This movie takes me back. Not all the way back to 1962, I’m not remotely that old, but more circa 2002, when I was on my own teenage journey of self-discovery. More importantly, that was around the time I met my once-in-a-lifetime friend, and we began our shenanigans that continue to this day, even though we’re an ocean apart.
Max the Wax (Isabelle Fuhrman, Don’t Let Me Go, The Hunger Games) is Ellie (Liana Liberato, The Best of Me, If I Stay)’s once-in-a-lifetime friend. The kind that, in this case, takes her on a crazy cross-country road trip to visit Eleanor Roosevelt, the woman that inspired Ellie’s late mother to an extent that keeps on giving.
Did I mention that these girls are only fifteen? Yeah. But don’t worry, Ellie’s mom was a feminist that taught her how to drive (and she had a blue convertible that serves as the perfect getaway car). And so begins one of their greatest adventures, which will include befriending a convict who’s escaped from Alcatraz (Josh Lucas, Hear My Song, Little Accidents), reviving the showbiz dreams of Max’s Aunt Daisy (Jessica Alba, Mechanic: Resurrection, The Veil), and restoring hope to Ellie’s father, Bob (Luke Wilson, All We Had, The Ridiculous 6). That’s a pretty productive road trip in my book.

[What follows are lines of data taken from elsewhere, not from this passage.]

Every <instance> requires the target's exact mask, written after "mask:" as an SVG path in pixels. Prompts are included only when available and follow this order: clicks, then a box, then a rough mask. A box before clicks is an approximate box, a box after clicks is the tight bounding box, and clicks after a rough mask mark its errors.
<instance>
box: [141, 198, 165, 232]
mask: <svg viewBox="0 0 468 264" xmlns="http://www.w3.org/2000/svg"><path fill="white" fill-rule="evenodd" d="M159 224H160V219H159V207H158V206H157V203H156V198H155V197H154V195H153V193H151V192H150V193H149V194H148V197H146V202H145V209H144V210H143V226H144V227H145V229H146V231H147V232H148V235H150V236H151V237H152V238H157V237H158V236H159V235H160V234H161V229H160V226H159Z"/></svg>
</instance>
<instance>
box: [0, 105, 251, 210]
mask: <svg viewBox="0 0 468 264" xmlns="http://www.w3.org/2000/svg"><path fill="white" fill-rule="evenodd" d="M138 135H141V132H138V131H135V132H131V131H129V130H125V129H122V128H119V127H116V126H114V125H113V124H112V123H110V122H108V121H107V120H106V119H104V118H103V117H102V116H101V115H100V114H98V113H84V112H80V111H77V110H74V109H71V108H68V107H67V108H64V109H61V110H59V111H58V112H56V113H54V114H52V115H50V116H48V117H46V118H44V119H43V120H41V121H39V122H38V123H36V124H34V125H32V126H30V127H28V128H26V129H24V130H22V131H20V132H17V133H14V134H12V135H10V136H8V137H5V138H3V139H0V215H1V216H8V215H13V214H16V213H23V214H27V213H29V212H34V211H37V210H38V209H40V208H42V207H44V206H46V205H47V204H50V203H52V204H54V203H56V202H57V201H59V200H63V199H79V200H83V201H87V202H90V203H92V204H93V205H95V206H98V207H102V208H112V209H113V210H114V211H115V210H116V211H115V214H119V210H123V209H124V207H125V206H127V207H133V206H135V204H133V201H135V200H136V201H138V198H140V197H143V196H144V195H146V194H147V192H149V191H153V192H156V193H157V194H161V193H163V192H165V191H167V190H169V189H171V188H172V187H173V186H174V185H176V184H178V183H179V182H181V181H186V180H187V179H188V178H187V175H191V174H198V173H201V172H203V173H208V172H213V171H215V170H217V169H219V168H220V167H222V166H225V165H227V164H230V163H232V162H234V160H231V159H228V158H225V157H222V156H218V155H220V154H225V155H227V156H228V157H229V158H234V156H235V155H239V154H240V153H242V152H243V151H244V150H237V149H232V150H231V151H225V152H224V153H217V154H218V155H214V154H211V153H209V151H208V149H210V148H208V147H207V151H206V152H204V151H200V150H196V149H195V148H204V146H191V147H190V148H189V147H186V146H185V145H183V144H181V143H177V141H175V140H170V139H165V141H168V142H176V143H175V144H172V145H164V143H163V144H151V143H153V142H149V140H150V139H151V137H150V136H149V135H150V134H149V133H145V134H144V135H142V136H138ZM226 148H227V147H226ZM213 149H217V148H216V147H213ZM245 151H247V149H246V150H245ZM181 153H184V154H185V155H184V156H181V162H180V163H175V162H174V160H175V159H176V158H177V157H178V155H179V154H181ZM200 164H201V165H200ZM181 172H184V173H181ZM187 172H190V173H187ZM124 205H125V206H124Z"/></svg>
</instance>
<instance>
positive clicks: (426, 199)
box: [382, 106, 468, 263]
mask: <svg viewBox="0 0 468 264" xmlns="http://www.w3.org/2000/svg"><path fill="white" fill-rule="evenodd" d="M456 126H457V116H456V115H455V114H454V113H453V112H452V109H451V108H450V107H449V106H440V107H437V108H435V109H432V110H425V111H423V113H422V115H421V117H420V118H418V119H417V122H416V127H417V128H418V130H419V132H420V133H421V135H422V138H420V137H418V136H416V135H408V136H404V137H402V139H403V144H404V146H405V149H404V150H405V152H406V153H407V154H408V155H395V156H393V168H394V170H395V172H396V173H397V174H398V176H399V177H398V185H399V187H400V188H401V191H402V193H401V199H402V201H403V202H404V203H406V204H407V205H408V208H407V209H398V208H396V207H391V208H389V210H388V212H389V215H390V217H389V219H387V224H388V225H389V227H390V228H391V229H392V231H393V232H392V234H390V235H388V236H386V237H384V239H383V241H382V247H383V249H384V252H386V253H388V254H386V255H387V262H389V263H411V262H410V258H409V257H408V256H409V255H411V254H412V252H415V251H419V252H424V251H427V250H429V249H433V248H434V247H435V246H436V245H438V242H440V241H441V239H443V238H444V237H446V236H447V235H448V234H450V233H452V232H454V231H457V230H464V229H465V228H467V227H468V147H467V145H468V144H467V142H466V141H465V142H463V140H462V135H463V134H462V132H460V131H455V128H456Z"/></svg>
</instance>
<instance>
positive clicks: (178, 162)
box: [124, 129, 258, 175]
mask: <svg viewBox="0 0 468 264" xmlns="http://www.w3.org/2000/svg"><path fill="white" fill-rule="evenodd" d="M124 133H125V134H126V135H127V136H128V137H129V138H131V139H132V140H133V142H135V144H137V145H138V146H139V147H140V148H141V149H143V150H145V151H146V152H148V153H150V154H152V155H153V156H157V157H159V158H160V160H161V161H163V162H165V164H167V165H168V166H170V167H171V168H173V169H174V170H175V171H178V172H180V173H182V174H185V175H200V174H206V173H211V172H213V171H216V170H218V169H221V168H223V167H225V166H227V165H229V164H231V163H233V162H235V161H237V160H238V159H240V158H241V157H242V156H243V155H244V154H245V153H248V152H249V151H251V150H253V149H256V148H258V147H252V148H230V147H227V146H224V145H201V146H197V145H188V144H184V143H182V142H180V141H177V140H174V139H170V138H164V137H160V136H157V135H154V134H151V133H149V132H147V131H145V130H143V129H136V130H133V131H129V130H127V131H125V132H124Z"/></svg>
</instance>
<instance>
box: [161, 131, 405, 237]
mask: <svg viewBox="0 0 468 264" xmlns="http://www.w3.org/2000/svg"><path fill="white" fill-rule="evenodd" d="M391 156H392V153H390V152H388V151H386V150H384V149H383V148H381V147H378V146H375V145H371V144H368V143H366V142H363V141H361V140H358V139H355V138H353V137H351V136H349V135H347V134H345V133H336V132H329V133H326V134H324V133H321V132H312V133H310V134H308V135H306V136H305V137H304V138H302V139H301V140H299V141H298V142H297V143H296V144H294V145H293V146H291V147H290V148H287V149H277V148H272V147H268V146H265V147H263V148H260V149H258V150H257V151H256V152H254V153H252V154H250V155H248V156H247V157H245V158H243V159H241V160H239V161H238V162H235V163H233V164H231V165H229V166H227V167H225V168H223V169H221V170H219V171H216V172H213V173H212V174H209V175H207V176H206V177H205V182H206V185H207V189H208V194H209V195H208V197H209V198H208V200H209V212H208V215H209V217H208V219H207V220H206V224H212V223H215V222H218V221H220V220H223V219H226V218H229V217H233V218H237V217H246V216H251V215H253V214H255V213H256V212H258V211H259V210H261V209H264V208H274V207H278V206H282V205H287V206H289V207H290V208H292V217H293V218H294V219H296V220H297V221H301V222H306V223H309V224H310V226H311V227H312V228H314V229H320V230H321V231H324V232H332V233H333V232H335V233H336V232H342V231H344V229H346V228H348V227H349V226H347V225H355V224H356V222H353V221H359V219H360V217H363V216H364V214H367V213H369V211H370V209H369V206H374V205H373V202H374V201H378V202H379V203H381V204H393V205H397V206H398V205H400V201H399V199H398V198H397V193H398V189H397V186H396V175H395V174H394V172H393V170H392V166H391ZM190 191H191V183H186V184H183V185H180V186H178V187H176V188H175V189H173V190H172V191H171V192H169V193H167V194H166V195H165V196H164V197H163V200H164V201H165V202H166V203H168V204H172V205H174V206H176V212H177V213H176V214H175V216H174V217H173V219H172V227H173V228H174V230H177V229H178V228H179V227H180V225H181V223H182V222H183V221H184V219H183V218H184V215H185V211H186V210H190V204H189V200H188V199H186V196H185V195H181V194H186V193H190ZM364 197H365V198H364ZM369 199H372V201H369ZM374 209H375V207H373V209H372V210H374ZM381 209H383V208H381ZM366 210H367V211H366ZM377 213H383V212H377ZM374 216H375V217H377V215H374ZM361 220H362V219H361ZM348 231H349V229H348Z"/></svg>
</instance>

But what I really loved about this movie was the unexpected nostalgia. I don’t normally relate to young adult films, to be quite honest. Due to a chronic illness, my teenage years held weightier issues than crushes and proms (though I had those too). But what I can relate to are adventures with one’s bestest-best friend. That’s what this film made me think of.
There’s a fabulous moment where Max comes to the convertible with lipstick, sunglasses, and a headscarf, absolutely ready to start her trip with style, and I had to laugh. On my first major trip with my bestie we thought it would be a good idea to dress up. I had some amazing five-inch, patent red stilettos for the occasion, and my feet hurt so badly by the end of it that any enthusiastic glamour I may have started out with was whittled down to a stiff upper lip as I was nearly reduced to tears by the pain! Fortunately Max and Ellie have better fashion moments than I did. It’s set in the 1960’s, after all. The costumes are divine, but still relatable. One can imagine wearing them every day, with a little extra effort. Maybe one day I’ll try wearing stilettos to travel again.
This light-hearted love letter to besties everywhere packs a punch as it deals with difficult family dynamics, the importance of not giving up on your dreams, and the privilege it is to carry the torch for someone else’s dreams when they’re no longer able to continue. There are a lot of emotions here, but not the sappy kind. I laughed the whole way through, and basically marvelled at the unexpectedly epic way the story was told. It’s not your typical teenagers-road-trip-and-hijinks-ensue film. It was fun, it was relatable, it was light, and it brought back scores of fond memories.